Common Questions about the Importance of Empirical Research in Psychology
The Austrian psychotherapist Sigmund Freud believed that people can repress memories of very difficult experiences and that these memories can later be recovered in therapy. While his work was originally seen as groundbreaking in its contributions to psychology, it was later criticized and broadly rejected by the psychological community as scientifically invalid.

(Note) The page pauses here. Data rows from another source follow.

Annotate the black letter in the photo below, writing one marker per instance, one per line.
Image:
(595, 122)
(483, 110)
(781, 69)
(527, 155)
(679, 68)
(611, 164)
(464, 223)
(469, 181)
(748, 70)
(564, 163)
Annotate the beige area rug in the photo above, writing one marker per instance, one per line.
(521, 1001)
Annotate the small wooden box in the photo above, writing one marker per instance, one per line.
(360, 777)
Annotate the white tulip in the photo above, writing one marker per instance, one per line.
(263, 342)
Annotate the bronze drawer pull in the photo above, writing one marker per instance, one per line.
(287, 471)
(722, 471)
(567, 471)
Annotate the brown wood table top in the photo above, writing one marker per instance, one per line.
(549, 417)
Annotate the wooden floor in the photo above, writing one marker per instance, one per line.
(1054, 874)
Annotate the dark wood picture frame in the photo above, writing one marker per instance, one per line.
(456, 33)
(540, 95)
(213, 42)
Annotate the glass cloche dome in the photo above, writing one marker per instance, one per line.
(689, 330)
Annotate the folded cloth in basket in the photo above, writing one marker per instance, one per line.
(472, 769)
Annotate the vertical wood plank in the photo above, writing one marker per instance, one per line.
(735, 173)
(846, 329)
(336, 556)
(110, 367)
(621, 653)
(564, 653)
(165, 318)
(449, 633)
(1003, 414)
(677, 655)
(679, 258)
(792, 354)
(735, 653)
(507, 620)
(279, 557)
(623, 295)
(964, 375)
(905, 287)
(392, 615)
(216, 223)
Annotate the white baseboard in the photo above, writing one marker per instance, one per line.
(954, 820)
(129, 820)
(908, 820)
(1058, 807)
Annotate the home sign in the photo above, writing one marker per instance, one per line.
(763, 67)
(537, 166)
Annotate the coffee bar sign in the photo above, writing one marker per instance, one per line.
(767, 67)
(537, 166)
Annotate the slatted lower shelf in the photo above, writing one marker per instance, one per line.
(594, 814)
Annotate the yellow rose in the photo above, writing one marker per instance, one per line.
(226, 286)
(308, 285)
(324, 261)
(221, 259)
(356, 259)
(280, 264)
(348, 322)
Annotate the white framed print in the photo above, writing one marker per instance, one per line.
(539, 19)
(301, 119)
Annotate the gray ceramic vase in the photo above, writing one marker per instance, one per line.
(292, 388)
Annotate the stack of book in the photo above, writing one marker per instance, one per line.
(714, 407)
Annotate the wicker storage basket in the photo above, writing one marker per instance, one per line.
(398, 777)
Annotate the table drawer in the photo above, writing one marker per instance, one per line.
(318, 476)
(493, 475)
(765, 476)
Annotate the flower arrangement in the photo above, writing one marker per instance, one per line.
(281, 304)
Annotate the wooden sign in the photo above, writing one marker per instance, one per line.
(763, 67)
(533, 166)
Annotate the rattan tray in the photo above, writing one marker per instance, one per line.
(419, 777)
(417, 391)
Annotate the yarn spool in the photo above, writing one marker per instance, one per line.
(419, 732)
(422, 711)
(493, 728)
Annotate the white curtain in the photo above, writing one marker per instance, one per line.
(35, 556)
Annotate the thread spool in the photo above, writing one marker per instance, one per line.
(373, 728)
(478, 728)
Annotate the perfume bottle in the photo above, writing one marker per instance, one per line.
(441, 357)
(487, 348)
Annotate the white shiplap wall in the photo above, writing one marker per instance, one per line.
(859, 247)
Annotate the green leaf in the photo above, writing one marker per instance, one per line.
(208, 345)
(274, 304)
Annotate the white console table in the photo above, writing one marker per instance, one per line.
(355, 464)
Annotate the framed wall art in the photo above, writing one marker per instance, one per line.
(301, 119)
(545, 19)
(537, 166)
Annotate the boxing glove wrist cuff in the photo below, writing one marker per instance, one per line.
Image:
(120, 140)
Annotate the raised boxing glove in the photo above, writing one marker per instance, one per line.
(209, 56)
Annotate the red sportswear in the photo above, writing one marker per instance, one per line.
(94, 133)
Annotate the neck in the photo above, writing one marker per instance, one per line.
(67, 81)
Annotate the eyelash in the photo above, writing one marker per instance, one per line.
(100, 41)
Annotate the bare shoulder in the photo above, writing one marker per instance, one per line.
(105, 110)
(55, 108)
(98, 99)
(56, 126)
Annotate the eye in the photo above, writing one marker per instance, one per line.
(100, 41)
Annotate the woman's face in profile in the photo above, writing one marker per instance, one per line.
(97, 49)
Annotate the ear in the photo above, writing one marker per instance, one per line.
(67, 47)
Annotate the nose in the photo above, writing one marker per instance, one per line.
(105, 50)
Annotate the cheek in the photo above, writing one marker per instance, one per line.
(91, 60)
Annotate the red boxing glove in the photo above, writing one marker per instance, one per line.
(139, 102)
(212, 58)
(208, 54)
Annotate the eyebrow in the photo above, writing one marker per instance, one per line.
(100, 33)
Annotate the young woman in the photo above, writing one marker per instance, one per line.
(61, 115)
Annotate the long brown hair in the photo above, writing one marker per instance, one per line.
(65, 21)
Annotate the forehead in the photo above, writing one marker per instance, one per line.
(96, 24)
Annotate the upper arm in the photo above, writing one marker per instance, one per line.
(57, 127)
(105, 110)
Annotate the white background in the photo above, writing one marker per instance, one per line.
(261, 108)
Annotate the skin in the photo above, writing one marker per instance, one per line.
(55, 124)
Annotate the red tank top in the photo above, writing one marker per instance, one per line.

The work of Elizabeth Loftus provided clear evidence that it’s surprisingly easy to unintentionally create false memories. When people are repeatedly questioned about a particular topic, that questioning can lead people to generate memories of an experience they didn’t have.
Empirical research in psychology is very important. Firstly, it helps to identify how well-intentioned people, like therapists and police detectives, can elicit inaccurate information. Secondly, it helps to develop standard protocols to make sure witnesses are not mistakenly encouraged or pressured to give testimony that turns out to be false.